A passenger on a commercial airliner in 2017 would have needed to fly every day for 6,033 years before experiencing an accident in which at least one person was killed.
That’s the comforting risk assessment contained in a new analysis of safety data for the year by the International Air Transport Association.
The analysis shows the commercial industry reduced its major jet accident rate to one hull loss, where the plane is written off, every 8.7 million flights.
This underscored an improvement in air safety which saw the overall accident rate come in at half the five-year average (2012-16) for the 4.1 billion passengers on 41.8 million flights in 2017.
IATA requires an aircraft to have sustained major structural damage worth more than $US1 million or 10 percent of its hull reserve value to qualify as an accident.
It looks at planes with the maximum take-off weight of at least 5700kg engaged in commercial aviation activities other than executive jet operations, training and maintenance/test flights.
The “all accident” rate per million flights was 1.08, down from 1.68 in 2016 and a big improvement on than the five-year average of 2.01.
The 2017 major jet accident rate ts of 0.11 per million flights was down from 0.39 the previous year and again an improvement on the five-year average (2012-16) of 0.33.
The global turboprop hull loss rate of 1.30 per million flights was a deterioration from 1.01 in 2016 but still better than the five-year rate of 2.18.
There were six fatal accidents with 19 fatalities among passengers and crew compared to the -year average of 10.8 fatal accidents and 315 fatalities per year.
And, as previously revealed by a separate analysis from the Aviation Safety Network, none of the six fatal accidents involved a passenger jet.
Five were turboprop aircraft and one was a cargo jet crash that killed 35 people on the ground.
The news was even better for IATA members, who experienced zero fatal accidents or hull losses in 2017 involving either jet or turboprop aircraft.
The accident rate of carriers participating in an industry safety program known as the IATA Operational Safety Audit (IOSA) was almost four times better than that of non-IOSA airlines.
The results prompted IATA director general Alexandre de Juniac to brand 2017 “a very good year for aviation safety”.
“We saw improvements in nearly all key metrics—globally and in most regions,’’ he said in announcing the figures. “And our determination to make this very safe industry even safer continues.
“In 2017 there were incidents and accidents that we will learn from through the investigation process, just as we will learn from the recent tragedies in Russia and Iran.
“Complementing that knowledge are insights we can gain from the millions of flights that operate safety.
“Data from these operations is powering the development of predictive analytics that will eventually enable us to eliminate the conditions that can lead to accidents.
“The industry knows that every fatality is a tragedy.
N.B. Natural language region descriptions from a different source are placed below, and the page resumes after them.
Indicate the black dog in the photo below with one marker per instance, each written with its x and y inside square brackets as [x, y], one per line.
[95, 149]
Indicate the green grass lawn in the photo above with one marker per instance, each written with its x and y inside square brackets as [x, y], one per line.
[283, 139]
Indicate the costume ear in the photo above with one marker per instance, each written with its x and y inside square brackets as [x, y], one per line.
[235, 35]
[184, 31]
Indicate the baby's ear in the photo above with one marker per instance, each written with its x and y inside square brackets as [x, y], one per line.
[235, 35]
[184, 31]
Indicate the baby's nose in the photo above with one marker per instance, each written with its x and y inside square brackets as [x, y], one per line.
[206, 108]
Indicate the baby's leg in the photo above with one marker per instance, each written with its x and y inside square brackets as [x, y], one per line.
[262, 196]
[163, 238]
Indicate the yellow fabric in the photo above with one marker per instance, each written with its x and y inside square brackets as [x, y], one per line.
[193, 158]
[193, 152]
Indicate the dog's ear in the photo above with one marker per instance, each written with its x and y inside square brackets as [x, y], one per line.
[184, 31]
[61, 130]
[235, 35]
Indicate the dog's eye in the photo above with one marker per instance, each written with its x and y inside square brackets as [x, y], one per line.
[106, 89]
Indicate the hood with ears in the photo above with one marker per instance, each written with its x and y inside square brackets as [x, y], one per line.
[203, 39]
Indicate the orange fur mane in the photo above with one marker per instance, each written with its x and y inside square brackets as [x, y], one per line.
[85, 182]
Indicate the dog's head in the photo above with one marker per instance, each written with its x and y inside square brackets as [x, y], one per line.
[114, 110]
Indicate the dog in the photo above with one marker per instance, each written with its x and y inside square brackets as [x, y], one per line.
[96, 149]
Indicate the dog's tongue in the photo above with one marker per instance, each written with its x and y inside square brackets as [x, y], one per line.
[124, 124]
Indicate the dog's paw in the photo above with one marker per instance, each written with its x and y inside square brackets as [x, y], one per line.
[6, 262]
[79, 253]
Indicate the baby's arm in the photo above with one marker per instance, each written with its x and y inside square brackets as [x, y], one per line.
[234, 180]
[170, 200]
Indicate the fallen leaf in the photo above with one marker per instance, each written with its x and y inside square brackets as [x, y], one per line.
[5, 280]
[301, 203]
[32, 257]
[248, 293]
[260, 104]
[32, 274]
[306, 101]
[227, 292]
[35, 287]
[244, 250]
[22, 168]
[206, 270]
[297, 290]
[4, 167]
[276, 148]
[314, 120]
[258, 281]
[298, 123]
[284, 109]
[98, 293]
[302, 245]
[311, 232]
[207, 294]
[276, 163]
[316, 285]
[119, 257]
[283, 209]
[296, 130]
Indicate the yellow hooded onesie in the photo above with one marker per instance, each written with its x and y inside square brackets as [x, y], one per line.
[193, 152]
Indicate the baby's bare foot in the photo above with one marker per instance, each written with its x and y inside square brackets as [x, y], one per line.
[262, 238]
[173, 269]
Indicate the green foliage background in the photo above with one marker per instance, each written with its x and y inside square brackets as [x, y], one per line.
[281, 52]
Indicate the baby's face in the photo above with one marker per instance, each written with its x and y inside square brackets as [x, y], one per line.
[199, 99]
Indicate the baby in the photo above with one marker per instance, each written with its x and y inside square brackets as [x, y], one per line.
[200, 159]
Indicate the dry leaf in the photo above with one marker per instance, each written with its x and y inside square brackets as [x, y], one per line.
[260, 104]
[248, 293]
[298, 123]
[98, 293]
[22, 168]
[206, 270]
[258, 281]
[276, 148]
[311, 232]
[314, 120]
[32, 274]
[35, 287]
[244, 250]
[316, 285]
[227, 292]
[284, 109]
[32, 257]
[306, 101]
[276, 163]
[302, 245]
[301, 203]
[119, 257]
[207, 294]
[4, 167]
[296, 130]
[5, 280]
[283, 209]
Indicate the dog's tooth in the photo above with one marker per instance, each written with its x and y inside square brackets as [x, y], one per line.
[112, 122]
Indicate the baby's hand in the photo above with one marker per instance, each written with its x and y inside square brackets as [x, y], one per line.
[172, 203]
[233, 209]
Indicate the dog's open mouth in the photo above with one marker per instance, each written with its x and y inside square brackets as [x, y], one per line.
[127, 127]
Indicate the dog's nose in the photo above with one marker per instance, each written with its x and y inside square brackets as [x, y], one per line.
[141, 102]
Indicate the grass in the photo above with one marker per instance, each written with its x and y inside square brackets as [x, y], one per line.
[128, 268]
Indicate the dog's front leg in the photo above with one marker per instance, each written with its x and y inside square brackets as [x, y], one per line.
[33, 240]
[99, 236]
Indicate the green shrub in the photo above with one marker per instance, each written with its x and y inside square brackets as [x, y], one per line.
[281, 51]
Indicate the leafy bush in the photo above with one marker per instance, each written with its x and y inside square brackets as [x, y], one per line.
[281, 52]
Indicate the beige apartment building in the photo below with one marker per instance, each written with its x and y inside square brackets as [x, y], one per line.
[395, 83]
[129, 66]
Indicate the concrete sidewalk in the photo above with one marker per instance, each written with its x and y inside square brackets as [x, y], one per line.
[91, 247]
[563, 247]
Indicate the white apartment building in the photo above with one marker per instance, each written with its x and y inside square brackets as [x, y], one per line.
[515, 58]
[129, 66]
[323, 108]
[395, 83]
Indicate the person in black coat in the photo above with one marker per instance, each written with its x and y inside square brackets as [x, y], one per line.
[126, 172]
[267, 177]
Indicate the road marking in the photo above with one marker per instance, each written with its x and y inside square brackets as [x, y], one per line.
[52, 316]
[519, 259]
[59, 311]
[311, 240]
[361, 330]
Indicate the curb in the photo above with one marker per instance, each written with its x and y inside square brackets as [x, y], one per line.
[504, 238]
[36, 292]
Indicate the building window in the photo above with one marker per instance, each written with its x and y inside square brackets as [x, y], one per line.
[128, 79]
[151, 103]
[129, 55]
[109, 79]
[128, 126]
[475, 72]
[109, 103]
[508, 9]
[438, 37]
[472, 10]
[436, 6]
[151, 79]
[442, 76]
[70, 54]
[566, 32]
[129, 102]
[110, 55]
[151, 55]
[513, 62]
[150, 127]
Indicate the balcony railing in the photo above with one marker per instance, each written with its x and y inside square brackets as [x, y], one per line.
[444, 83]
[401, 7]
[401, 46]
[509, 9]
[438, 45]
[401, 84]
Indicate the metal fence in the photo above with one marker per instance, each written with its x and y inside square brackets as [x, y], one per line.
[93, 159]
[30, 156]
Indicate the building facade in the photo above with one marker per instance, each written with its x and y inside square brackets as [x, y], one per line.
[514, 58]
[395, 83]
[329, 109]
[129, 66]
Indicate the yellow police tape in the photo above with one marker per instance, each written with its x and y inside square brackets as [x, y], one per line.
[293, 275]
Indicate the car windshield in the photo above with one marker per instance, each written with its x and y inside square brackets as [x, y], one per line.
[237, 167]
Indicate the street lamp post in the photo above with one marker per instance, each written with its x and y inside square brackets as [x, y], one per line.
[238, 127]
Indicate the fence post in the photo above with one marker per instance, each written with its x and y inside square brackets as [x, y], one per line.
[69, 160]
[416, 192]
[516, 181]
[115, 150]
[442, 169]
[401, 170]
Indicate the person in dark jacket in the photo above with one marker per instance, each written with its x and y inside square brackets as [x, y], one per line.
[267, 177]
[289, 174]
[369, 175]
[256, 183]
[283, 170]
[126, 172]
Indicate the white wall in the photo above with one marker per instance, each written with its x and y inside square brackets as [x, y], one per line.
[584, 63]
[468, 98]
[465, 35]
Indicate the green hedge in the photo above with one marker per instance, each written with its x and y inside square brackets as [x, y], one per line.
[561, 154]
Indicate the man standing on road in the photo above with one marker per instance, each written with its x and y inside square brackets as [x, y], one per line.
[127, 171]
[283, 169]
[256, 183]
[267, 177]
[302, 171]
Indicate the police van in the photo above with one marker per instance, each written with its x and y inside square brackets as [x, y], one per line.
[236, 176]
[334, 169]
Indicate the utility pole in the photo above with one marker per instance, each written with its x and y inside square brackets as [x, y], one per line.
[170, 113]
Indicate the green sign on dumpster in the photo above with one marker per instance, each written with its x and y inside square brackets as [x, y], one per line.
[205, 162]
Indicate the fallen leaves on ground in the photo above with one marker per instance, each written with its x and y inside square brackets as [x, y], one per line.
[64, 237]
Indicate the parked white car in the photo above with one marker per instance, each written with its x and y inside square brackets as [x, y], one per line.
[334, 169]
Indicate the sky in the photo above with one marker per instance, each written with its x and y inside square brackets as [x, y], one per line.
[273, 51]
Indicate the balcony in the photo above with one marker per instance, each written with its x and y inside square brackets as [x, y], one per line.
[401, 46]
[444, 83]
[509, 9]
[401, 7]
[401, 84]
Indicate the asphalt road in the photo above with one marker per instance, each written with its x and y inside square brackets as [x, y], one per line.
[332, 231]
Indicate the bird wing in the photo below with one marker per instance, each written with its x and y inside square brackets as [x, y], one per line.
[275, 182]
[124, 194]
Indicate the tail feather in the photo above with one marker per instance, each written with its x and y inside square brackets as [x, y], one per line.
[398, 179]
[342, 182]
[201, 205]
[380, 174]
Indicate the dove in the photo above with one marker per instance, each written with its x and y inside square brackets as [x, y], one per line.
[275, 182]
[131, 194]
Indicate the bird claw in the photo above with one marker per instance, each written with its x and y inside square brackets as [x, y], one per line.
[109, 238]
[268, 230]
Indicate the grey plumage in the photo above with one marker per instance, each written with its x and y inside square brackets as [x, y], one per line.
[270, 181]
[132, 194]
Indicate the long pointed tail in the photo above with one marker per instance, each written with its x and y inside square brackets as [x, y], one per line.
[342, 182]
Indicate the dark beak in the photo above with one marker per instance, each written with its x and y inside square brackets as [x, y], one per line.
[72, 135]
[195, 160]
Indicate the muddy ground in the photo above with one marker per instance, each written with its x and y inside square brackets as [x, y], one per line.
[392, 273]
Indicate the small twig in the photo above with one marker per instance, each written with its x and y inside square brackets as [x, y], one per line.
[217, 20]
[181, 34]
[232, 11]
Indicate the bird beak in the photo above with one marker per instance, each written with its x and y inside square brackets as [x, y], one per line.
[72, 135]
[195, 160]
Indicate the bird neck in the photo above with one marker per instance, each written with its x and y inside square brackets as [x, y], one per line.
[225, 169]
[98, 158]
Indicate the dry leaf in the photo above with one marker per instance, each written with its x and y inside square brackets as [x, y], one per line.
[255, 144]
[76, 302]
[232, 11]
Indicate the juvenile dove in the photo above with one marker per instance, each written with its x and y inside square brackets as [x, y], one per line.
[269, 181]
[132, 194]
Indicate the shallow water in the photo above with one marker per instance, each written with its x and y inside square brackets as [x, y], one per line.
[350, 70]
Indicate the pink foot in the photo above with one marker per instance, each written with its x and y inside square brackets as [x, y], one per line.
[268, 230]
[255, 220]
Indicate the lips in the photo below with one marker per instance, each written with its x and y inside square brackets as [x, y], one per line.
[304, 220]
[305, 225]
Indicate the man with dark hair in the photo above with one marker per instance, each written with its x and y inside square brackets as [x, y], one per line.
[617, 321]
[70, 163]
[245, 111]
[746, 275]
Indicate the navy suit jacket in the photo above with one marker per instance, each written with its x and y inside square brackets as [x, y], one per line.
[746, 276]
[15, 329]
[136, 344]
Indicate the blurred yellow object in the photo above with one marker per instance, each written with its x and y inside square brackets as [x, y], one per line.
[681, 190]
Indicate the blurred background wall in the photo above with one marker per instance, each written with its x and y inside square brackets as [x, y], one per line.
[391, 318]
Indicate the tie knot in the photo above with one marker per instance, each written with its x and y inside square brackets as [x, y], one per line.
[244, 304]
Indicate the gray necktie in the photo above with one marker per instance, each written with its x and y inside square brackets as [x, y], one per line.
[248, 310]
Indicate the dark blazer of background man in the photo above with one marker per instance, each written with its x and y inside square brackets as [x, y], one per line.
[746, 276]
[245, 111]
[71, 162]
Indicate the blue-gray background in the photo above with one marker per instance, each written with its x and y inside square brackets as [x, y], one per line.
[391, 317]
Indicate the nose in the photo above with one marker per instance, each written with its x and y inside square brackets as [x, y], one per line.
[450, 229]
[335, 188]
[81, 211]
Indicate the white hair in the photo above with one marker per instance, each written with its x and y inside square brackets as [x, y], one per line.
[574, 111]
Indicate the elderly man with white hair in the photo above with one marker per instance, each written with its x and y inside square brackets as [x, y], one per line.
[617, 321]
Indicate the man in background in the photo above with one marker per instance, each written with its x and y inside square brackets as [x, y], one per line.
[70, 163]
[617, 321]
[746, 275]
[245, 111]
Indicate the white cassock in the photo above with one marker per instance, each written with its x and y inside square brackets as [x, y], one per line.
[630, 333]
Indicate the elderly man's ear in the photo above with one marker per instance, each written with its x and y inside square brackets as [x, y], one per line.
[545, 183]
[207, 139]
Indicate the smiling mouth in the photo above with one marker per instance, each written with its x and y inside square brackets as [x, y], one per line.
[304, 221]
Our common goal is for every flight to take-off and land safely,”
The statistics show there four jet hull losses and nine involving turboprops.
The Commonwealth of Independent States continued to have the highest jet hull loss and turboprop accident rate, although both were better than last year. The jet hull loss rate was 0.92 per million departures while the turboprop rate was 16.44.
Africa, which had no jet hull losses, recorded a turboprop hull loss rate of 5.7 per million departures.
“Airlines in Sub-Saharan Africa continued to improve their safety performance,’’ de Juniac said. “The goal is to achieve world-class safety.
“For a second year in a row, airlines in the region experienced no passenger fatalities and no jet hull losses. But there is still a large gap to cover in the safety performance of the continent’s turboprop fleet.”
So far this year, there has been one fatal accident involving an ATR-72 turboprop in Iran and another involving an AN-148 regional jet in Russia.